Meta has introduced the Segment Anything Model, which aims to set a new bar for computer-vision-based ‘object segmentation’—the ability for computers to understand the difference between individual objects in an image or video. Segmentation will be key for making AR genuinely useful by enabling a comprehensive understanding of the world around the user.
Object segmentation is the process of identifying and separating objects in an image or video. With the help of AI, this process can be automated, making it possible to identify and isolate objects in real-time. This technology will be critical for creating a more useful AR experience by giving the system an awareness of various objects in the world around the user.
The Challenge
Imagine, for instance, that you’re wearing a pair of AR glasses and you’d like to have two floating virtual monitors on the left and right of your real monitor. Unless you’re going to manually tell the system where your real monitor is, it must be able to understand what a monitor looks like so that when it sees your monitor it can place the virtual monitors accordingly.
But monitors come in all shapes, sizes, and colors. Sometimes reflections or occluded objects make it even harder for a computer-vision system to recognize.
Having a fast and reliable segmentation system that can identify each object in the room around you (like your monitor) will be key to unlocking tons of AR use-cases so the tech can be genuinely useful.
Computer-vision based object segmentation has been an ongoing area of research for many years now, but one of the key issues is that in order to help computers understand what they’re looking at, you need to train an AI model by giving it lots images to learn from.
Such models can be quite effective at identifying the objects they were trained on, but if they will struggle on objects they haven’t seen before. That means that one of the biggest challenges for object segmentation is simply having a large enough set of images for the systems to learn from, but collecting those images and annotating them in a way that makes them useful for training is no small task.
SAM I Am
Meta recently published work on a new project called the Segment Anything Model (SAM). It’s both a segmentation model and a massive set of training images the company is releasing for others to build upon.
The project aims to reduce the need for task-specific modeling expertise.

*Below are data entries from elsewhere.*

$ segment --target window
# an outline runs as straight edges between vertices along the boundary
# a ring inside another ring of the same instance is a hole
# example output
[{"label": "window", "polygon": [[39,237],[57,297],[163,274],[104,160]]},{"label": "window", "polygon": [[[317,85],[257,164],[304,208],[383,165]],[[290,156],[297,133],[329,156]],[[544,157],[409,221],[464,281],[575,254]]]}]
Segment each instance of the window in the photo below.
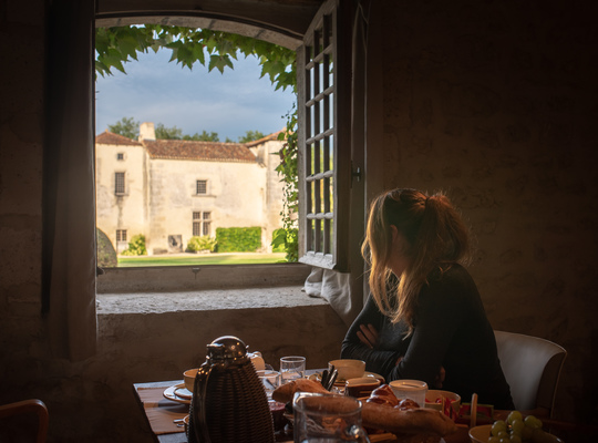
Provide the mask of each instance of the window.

SAM is a general segmentation model that can identify any object in any image or video, even for objects and image types that it didn’t see during training.
SAM allows for both automatic and interactive segmentation, allowing it to identify individual objects in a scene with simple inputs from the user. SAM can be ‘prompted’ with clicks, boxes, and other prompts, giving users control over what the system is attempting to identifying at any given moment.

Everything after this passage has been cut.